"Unfortunately in Washington, emotion I think often leads to bad policies," said Cruz, a freshman elected with strong tea party backing.
Republicans blamed the nation's gun troubles on a list of maladies including a lack of civility, violent video games and insufficient attention to people with mental problems. Sen. Charles Grassley of Iowa, the top Republican on the panel, said that while he welcomed the renewed focus on guns, "The deaths in Newtown should not be used to put forward any gun control proposal that's been floating around for years."
Democrats countered that a need to improve gun restrictions was obvious. Sen. Charles Schumer of New York said omitting gun limits from the debate "is like not including cigarettes when discussing lung cancer."
Republicans and the NRA are not the only hurdles that Democrats face in trying to push gun legislation through Congress this year. It is also unclear what several Democratic senators facing re-election in GOP-leaning states in 2014 will do, including Sens. Max Baucus of Montana, Mark Begich of Alaska and Mark Pryor of Arkansas.
Sen. Patrick Leahy, D-Vt., the committee's chairman, said he hoped his panel would write gun control legislation next month, though he did not specify what it might contain. In his opening remarks, he voiced support for requiring broader background checks that would help keep criminals and the mentally ill from obtaining firearms, and he has also introduced legislation that would make it a federal crime for someone to purchase a gun for a person who would not be legally allowed to have one.

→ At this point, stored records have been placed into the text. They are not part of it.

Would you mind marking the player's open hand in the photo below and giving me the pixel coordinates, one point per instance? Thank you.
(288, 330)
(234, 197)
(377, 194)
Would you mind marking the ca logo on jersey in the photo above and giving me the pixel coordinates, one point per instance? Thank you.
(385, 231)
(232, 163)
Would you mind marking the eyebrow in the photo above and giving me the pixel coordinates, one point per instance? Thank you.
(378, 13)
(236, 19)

Giffords, a surprise witness, was helped to her chair as the hearing began by committee Leahy and others. She'd been working on her remarks for a week, but decided to deliver them Tuesday evening, said Pia Carusone, her former chief of staff who is now executive director for Americans for Responsible Solutions.
Kelly described the January 2011 attack on Giffords and others and described her battle to regain basic skills.

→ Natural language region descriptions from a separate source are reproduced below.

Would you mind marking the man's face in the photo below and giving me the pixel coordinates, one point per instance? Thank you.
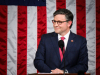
(62, 28)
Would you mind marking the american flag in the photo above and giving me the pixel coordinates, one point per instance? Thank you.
(22, 23)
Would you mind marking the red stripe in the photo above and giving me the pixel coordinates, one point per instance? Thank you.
(81, 17)
(41, 22)
(97, 37)
(22, 41)
(3, 40)
(60, 4)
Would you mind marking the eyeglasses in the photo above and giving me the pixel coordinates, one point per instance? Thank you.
(58, 22)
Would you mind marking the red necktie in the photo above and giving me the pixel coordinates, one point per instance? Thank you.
(61, 55)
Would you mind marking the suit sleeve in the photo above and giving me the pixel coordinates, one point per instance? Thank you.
(82, 63)
(39, 61)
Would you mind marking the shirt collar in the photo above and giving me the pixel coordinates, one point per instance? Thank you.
(66, 36)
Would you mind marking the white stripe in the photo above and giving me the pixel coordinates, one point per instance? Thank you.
(51, 8)
(31, 38)
(71, 5)
(12, 41)
(91, 34)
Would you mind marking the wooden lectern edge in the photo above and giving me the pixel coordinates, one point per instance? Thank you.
(56, 74)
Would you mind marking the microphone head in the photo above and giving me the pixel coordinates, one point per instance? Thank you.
(80, 72)
(61, 43)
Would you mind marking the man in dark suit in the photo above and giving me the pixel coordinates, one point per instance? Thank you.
(48, 57)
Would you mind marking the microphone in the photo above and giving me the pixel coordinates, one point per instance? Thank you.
(81, 73)
(61, 45)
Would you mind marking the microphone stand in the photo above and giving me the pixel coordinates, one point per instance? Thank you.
(64, 59)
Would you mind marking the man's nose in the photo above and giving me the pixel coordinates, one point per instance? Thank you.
(56, 24)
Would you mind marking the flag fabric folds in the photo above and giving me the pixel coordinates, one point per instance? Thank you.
(23, 22)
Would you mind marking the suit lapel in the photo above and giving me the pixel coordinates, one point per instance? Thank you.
(54, 40)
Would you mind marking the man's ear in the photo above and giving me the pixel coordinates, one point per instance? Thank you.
(69, 23)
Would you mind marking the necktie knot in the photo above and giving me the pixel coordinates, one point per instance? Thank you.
(62, 38)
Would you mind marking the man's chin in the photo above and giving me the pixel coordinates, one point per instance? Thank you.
(56, 32)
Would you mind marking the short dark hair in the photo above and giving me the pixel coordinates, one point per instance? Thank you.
(68, 14)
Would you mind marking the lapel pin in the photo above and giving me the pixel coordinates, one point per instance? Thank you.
(72, 41)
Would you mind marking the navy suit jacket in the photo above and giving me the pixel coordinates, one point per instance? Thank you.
(48, 58)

"Gabby's gift for speech is a distant memory," he told the senators. "She struggles to walk, and she is partially blind. Her right arm is completely paralyzed. And a year ago she left a job she loved serving the people of Arizona."
Toward the end of the hearing, Kelly said he had just gotten word of another Arizona shooting that occurred during Wednesday's session. That shooting in a Phoenix office building left three people wounded, and the shooter was being hunted.